Todeangst Christi
Closeup of the Crown of Thorns at Todeangst Christi
Todeangst Christi: the Roman Catholic memorial at Dachau
Photo credits: A Teacher's Guide to the Holocaust
Before I read the parish paper today, I had no idea that there was a memorial for Catholic victims of the Nazi Holocaust. I knew there had been harassment of the Church during the world war two, and that some of it had been serious. I would not have been surprised to hear that Catholics had been killed in the camps. I was surprised to find that Catholics were concentrated at Dachau and that there were 2,579 of them there when it was liberated by the U.S. Seventh Army in 1945. Dachau, located Germany itself, is not considered to be a death camp like the camps in Poland. It was a camp for political prisoners and many of the Catholics there were priests opposed to the Nazi regieme. This did not stop the Nazis from conducting Malaria experiements on thousands of people there.

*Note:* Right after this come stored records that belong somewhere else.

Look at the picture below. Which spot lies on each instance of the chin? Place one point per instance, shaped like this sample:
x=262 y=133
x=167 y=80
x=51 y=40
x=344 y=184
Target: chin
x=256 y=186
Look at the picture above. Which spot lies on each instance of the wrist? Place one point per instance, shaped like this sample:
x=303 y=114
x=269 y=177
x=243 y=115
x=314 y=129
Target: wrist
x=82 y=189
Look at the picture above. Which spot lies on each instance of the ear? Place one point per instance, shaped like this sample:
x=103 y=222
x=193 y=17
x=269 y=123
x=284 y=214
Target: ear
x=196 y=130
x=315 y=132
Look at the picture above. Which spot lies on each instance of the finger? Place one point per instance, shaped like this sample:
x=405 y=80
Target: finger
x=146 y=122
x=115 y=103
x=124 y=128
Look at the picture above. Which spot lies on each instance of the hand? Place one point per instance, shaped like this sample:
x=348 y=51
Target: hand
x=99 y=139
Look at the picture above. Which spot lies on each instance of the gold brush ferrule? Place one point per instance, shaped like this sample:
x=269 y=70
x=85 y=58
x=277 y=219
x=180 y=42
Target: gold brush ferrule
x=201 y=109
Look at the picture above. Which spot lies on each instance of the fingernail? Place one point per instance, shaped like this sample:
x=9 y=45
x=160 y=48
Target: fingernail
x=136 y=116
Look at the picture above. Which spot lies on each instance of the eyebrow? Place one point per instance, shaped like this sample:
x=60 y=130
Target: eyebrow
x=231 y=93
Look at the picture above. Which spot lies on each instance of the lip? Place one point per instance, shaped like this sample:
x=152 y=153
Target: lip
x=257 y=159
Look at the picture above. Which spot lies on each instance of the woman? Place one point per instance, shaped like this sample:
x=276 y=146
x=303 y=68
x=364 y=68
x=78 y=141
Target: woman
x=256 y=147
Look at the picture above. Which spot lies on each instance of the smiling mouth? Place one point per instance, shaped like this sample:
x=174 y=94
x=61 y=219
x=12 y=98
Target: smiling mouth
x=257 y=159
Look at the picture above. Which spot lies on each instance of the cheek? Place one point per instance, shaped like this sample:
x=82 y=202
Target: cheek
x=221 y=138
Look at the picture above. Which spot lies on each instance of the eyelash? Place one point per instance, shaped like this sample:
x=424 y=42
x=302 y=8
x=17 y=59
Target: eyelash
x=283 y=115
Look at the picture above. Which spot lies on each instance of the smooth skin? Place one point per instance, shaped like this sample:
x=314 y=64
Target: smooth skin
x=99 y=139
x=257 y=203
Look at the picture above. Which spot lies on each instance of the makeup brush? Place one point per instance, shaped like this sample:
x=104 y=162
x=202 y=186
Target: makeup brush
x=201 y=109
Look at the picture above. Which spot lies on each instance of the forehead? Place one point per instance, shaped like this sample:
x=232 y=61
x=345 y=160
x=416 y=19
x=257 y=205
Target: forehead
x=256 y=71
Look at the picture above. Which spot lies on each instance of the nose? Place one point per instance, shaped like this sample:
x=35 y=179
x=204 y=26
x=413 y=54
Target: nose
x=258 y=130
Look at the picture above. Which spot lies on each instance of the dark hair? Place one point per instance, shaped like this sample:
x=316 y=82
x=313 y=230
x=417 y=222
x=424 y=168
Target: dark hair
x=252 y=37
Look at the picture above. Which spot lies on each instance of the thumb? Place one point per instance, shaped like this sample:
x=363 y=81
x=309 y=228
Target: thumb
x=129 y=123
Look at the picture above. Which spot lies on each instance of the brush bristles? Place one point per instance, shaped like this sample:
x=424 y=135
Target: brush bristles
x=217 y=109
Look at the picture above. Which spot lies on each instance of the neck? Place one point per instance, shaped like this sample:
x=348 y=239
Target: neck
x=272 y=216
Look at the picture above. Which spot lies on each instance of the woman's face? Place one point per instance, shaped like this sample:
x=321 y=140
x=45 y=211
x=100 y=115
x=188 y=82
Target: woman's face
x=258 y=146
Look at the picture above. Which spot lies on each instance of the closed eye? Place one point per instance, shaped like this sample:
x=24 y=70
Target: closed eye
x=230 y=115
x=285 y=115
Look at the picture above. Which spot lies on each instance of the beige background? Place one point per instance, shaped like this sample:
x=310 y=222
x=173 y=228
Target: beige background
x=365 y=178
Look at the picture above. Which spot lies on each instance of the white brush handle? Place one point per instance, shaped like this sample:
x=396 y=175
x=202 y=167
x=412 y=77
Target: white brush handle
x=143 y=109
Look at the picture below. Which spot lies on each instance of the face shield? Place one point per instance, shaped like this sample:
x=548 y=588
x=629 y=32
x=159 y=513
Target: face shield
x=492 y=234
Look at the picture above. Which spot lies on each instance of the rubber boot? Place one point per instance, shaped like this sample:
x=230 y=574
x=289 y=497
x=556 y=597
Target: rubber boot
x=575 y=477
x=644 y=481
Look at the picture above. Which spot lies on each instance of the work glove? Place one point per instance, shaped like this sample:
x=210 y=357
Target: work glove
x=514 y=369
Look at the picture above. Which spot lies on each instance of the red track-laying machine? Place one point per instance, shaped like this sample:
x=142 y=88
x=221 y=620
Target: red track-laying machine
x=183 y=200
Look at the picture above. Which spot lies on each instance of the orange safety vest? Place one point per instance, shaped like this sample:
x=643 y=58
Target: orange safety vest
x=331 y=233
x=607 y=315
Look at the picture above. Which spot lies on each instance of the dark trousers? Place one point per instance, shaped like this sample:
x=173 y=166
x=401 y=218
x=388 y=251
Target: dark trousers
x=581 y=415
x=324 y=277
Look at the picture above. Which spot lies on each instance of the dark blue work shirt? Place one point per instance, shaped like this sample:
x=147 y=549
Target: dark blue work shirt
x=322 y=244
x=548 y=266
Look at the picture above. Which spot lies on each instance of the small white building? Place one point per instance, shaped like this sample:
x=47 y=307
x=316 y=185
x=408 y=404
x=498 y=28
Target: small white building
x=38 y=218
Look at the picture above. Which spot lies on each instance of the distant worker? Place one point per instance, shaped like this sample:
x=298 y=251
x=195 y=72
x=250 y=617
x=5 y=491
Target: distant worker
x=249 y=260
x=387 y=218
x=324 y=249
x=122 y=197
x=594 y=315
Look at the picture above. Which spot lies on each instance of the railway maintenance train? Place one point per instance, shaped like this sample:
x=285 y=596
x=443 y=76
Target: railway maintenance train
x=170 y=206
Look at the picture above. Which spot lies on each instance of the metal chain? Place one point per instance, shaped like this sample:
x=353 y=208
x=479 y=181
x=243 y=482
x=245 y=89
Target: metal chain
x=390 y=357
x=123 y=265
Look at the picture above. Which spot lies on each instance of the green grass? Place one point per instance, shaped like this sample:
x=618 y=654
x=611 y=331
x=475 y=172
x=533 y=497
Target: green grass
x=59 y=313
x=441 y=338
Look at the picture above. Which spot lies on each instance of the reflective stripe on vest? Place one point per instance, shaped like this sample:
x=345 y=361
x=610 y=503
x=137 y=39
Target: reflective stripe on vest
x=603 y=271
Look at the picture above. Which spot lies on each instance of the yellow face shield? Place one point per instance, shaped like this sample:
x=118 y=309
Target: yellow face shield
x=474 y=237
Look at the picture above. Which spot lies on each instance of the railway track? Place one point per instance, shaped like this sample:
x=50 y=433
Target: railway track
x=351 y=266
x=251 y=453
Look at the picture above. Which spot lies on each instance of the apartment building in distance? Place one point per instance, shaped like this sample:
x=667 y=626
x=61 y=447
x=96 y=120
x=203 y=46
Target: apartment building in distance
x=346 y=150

An overview of the camp's history is here.
According to this F.A.Q., these are some of the more famous people housed at Dachau:
The Rev. Martin Niemoller - one of the founders of the Confessional Church.
Dr. Johannes Neuhaumusler - Catholic Bishop
Kurt von Schuschnigg - former Chancellor of Austria, who opposed the Anschluss (the annexation of Austria by Germany)
Edouard Daladier - premier of France at the time of the German invasion
Leon Blum - premier of France in 1936 and 1937 and France's first Jewish premier
Georg Scherer - native of city of Dachau who later became Mayor of Dachau
Other well know survivors: Josef Mumller, Leonard Roth, Walter Neff, Richard Titze, Eric Preuss, Nico Rost, Bruno Bettelheim, Arthur Haulot, Max Mannheimer, Hjalmar Schacht, Oskar Müller, Zola Philipp, Joel Zak, Kurt Schumacher, Georges Walraeve, Eric Braun, Werner Cahnmann, General Delpeche, Alfred Haag, Josef Huber, Hans Kaltenbacher, Otto Kohlhofer, Edmund Michelet, Otto Pies, Heinrich Stoumlhr, Rene Simon, Wadim Sobkov, Vldek Spiegelmann, Walter Cieslik, Robert Eisinger, Bernt Englemann, Otto Faumlber, Leopold Figl, Paul Hussarek, Eugen Kessler, Edmond Michelet, Reimund Schnabel, Hans Schwartz, Walter Vielhauer, and Alfred Werner.
More information about Dachau is available at this memorial site. Todeangst Christi also contains a Catholic Carmelite Convent. Dachau today also contains memorials to the Russian Orthodox, to the Jews, to the Protestants, and to International victims.